Sunday, October 24, 2021

the last book I ever read (The Undocumented Americans by Karla Cornejo Villavicencio, excerpt five)

from The Undocumented Americans by Karla Cornejo Villavicencio:

I ask Julieta if she ever resorts to alternative medicine in the absence of access to doctors, and she dismisses folk medicine as something that Cubans and Haitians do. “They have ridiculous beliefs with respect to medicine, and you’re not going to leave them without them doing a prayer on you,” she says. Instead, she describes another form of alternative medicine. “I have two migraines and I have a Cuban neighbor who loves me. She was born here, and she’s insured. She goes to her doctor and pretends she has migraines, she says that the light bothers her, that she throws up, and he gives her medication. She shares. A lot of people count on other people. My sister is a citizen and she gives her blood pressure medicine to a woman who is undocumented.”
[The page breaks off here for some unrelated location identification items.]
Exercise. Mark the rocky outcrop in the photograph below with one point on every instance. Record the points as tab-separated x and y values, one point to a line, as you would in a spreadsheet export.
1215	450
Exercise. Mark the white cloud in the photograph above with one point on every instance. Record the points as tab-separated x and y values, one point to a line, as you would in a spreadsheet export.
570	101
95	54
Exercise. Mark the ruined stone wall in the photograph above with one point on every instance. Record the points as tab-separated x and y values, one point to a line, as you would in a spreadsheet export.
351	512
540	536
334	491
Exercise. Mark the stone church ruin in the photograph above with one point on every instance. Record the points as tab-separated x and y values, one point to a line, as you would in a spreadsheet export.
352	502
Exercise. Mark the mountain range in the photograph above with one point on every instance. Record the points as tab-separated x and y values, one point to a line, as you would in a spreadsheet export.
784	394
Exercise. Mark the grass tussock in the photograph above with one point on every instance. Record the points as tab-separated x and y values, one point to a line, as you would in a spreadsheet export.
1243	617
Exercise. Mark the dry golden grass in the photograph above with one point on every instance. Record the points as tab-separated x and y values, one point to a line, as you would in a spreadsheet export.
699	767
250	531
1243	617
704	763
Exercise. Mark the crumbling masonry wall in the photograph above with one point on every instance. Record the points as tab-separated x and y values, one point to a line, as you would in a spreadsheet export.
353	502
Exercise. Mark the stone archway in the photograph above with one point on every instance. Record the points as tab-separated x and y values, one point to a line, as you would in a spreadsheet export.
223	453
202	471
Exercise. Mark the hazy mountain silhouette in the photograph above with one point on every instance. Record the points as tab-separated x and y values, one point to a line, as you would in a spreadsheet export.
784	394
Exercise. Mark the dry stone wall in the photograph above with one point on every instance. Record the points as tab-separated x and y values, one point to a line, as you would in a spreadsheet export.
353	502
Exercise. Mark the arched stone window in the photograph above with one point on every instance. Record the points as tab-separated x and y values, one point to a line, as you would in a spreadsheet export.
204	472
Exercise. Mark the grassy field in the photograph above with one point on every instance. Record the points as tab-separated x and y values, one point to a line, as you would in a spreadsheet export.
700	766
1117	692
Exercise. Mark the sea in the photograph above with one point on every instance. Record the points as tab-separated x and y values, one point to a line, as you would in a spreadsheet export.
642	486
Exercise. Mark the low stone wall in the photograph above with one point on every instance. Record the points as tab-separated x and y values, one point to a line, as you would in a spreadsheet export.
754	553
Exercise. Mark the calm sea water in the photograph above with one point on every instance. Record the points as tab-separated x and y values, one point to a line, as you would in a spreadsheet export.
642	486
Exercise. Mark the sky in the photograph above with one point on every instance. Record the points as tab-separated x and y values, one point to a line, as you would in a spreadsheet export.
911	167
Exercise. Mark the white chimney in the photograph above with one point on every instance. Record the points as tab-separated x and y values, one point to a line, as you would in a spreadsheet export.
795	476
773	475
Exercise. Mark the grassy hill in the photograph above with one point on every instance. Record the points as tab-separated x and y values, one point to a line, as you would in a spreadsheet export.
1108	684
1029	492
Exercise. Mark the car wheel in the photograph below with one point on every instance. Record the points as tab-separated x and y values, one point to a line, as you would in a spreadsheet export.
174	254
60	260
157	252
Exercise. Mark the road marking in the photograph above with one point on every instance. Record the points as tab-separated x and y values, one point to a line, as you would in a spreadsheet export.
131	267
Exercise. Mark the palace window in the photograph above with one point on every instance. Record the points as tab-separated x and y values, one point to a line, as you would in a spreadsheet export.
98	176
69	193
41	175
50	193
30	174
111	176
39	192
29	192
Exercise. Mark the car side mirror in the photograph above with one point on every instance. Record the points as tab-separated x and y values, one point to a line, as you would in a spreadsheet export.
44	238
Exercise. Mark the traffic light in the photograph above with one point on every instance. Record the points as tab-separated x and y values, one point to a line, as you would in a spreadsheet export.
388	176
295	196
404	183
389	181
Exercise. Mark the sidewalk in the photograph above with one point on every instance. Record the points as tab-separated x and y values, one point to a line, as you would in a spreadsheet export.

Julieta swears by hospital-grade Tylenol because she, too, sometimes gets intense pain in her molar. She goes to a Honduran man who was a dentist in his home country but cannot legally practice in the United States; instead he goes to private homes to fill cavities. “He does a very good job,” she says. I have only a couple of dozen memories of my early childhood, and one is of my father writhing on the floor with tooth pain. My mother and I just stood back and watched, sometimes behind over to pat his arm, until the pain stopped—it took about a day. Either he would die from the pain or the pain would stop, and that time it stopped.